Zimbabweans vote overwhelmingly in favour of new constitution
Charter limits future presidents to two five-year terms
Zimbabwean president Robert Mugabe and his wife, Grace, attending the inauguration Mass for Pope Francis in St Peter’s Square in Vatican City yesterday. Photograph: Peter Macdiarmid/Getty Images
Zimbabwean president Robert Mugabe chose to attend the inauguration of Pope Francis in Rome yesterday rather than stay at home and witness the outcome of a referendum in which voters overwhelmingly accepted a new constitution.
At noon in Harare, as Mr Mugabe was preparing to attend the new pontiff’s official appointment, the Zimbabwe electoral commission confirmed that almost 95 per cent of Zimbabweans who cast their ballot on Saturday voted in favour of the charter.
Presidential term limits
The new constitution, which was three years in the making, limits future presidents to two five-year terms, reduces their powers significantly, and abolishes the position of prime minister.
However, the clause that limits presidential terms does not apply retrospectively.
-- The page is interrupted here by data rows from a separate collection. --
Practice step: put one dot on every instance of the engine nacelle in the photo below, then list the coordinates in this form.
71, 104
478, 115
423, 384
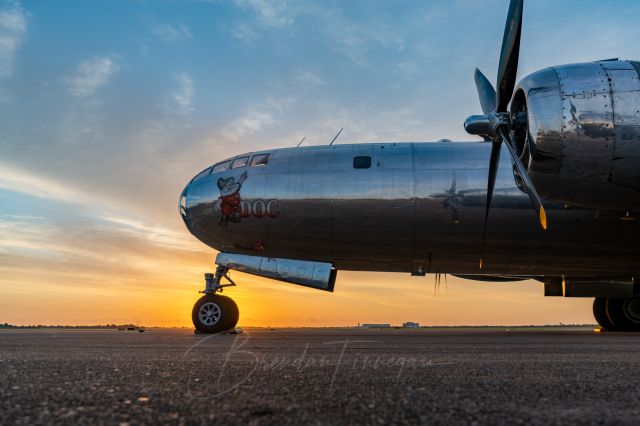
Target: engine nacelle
584, 129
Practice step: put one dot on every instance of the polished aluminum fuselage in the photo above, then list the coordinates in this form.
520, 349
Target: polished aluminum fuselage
418, 208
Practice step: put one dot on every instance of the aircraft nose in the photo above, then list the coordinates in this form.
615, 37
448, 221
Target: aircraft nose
182, 203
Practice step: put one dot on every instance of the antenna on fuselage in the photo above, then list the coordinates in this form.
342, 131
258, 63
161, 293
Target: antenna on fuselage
336, 137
So Mr Mugabe (89) could feasibly serve as Zimbabwe’s president for 10 more years.
The referendum result paves the way for a general election later this year that will end the country’s stalled powersharing arrangement.
The powersharing deal between Mr Mugabe’s Zanu-PF and Zimbabwean prime minister Morgan Tsvangirai’s Movement for Democratic Change (MDC) was put in place to resolve disputed elections in 2008 that were marred by state-sponsored violence.
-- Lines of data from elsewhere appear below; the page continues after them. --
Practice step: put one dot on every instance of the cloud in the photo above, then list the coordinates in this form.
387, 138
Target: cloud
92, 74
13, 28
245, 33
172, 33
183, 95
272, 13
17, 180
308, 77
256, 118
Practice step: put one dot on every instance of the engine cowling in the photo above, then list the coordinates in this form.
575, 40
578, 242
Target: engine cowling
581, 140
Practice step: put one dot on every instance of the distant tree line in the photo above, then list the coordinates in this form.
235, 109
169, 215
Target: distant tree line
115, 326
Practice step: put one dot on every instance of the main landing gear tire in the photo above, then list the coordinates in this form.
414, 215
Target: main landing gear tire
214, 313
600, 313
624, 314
All the main political parties in the country canvassed for a Yes vote in the run-up to Saturday’s referendum. The official turnout at polling stations was slightly more than half the six million people eligible to vote, which was higher than most analysts had expected.
Now all eyes will turn to the general election, expected to take place in June or July.
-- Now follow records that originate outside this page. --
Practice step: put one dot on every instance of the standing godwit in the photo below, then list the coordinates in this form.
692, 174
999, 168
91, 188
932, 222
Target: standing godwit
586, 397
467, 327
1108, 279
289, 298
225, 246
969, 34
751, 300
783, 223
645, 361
The MDC and civil society groups have warned that state-sponsored violence and intimidation of their members are on the increase again, which does not bode well for a peaceful poll.
While the referendum was hailed by the US and regional observers as peaceful and credible, four senior aids of Mr Tsvangirai’s were arrested by police on polling day. They were charged yesterday with breaching the official secrets code, impersonating the police, and illegal possession of documents for criminal use.
Despite the referendum’s importance, Mr Mugabe, a devout Catholic, ignored a European travel ban in place against him since 2002 and flew to Rome on Monday so he could witness the inauguration.
A technicality allows Mr Mugabe to enter Europe if he is en route to the Vatican, which is not subject to European law.
Pope Francis belongs to the Jesuit order, and Mr Mugabe was educated at one of its mission schools in Zimbabwe.